Model Training Automation
# train.py
import argparse
from sklearn.linear_model import LogisticRegression
from sklearn.datasets import load_iris
from sklearn.model_selection import train_test_split
parser = argparse.ArgumentParser()
parser.add_argument('--max_iter', type=int, default=100)
args = parser.parse_args()
X, y = load_iris(return_X_y=True)
X_train, X_test, y_train, y_test = train_test_split(X, y, test_size=0.2)
model = LogisticRegression(max_iter=args.max_iter)

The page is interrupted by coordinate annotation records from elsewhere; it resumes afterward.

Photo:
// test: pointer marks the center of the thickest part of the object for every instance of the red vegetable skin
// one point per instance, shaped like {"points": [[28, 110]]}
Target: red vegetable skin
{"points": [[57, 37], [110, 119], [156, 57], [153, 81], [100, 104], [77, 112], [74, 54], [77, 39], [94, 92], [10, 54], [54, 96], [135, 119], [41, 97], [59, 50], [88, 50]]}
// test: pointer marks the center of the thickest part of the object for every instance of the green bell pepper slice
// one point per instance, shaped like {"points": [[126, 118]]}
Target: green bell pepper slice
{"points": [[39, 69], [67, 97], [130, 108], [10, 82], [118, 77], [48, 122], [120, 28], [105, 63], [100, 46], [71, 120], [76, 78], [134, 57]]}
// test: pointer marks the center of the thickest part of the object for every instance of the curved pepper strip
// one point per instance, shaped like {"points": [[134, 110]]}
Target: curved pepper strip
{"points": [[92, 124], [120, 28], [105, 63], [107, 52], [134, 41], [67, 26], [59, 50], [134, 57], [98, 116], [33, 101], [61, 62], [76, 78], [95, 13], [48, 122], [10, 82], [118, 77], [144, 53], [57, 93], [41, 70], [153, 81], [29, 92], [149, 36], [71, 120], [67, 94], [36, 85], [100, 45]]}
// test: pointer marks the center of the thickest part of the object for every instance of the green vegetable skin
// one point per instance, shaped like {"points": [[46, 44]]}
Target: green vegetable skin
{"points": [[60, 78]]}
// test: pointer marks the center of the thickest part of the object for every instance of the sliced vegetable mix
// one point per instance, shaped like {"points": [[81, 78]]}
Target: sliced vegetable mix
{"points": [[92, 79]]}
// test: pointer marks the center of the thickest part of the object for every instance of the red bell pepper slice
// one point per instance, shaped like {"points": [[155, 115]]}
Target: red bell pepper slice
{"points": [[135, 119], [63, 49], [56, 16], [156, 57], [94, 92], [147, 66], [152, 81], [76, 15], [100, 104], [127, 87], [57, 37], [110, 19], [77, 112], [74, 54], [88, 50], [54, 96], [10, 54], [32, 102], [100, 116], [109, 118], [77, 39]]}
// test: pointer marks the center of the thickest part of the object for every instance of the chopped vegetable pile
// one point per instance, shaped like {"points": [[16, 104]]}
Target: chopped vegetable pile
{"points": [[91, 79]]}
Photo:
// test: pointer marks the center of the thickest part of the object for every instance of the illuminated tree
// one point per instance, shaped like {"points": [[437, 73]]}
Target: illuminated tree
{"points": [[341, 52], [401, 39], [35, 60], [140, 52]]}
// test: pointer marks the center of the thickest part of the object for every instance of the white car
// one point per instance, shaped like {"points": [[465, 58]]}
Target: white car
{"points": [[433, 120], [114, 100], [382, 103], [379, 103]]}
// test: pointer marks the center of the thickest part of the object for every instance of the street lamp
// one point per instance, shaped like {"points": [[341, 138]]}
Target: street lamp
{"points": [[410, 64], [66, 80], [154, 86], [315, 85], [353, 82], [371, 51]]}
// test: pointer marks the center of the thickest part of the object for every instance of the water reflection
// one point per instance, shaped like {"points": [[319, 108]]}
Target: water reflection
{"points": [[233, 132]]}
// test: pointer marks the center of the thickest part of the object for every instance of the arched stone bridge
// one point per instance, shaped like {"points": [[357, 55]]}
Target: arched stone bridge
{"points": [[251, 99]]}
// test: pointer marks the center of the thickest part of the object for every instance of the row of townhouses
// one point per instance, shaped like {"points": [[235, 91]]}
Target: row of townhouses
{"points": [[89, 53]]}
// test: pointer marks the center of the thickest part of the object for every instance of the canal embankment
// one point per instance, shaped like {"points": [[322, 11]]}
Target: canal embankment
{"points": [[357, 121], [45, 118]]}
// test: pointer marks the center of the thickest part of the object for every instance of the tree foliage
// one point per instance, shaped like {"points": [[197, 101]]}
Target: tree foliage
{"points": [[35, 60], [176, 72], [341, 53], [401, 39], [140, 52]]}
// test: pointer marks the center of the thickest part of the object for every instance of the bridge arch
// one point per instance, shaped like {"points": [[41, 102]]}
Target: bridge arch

model.fit(X_train, y_train)
print(f"Accuracy: {model.score(X_test, y_test):.2f}")
Packaging & Deployment
# Dockerfile
FROM python:3.10-slim
WORKDIR /app
COPY requirements.txt ./
RUN pip install -r requirements.txt
COPY . .
CMD ["python", "serve.py"]
Example GitHub Actions
name: ML Workflow Automation
on:
push:
branches: [main]
jobs:
build-train-deploy:
runs-on: ubuntu-latest
steps:
- uses: actions/checkout@v3
- uses: actions/setup-python@v4
with:
python-version: '3.10'
- name: Install Dependencies
run: pip install -r requirements.txt
- name: Run Tests
run: pytest tests/
- name: Train Model
run: python train.py --max_iter 200
- name: Build Docker Image
run: docker build -t ml-model:latest .
- name: Push Docker Image
run: |
echo ${{ secrets.DOCKER_PASSWORD }} | docker login -u ${{ secrets.DOCKER_USERNAME }} --password-stdin
docker tag ml-model:latest myrepo/ml-model:latest
docker push myrepo/ml-model:latest
- name: Deploy to Kubernetes
run: kubectl apply -f k8s/deployment.yaml
Triggers & Advanced
on:
push:
branches: [main]
paths:
- 'src/**'
- 'data/**'
pull_request:
branches: [main]
workflow_dispatch:
inputs:
retrain:
description: 'Trigger retraining'
required: false
default: 'false'
jobs:
train-model:
if: github.event_name == 'workflow_dispatch' && github.event.inputs.retrain == 'true'
runs-on: ubuntu-latest
strategy:
matrix:
python-version: [3.8, 3.9, 3.10]
model: [xgboost, randomforest]
steps:
- uses: actions/checkout@v3
- uses: actions/setup-python@v4
with:
python-version: ${{ matrix.python-version }}
- uses: actions/cache@v3
with:
path: ~/.cache/pip
key: ${{ runner.os }}-pip-${{ hashFiles('**/requirements.txt') }}
- run: pip install -r requirements.txt
- run: python train.py --model ${{ matrix.model }}
Challenges
- Create a workflow that runs pytest on push/PR.
- Automate your train.py in the workflow.
- Cache dependencies using actions/cache.
- Build and push a Docker image after training.
- Use GitHub Secrets to upload model to S3.
- Save trained model as a GitHub artifact or release.
- Split training & deployment into separate jobs with needs.
- Organize repo for production ML workflows.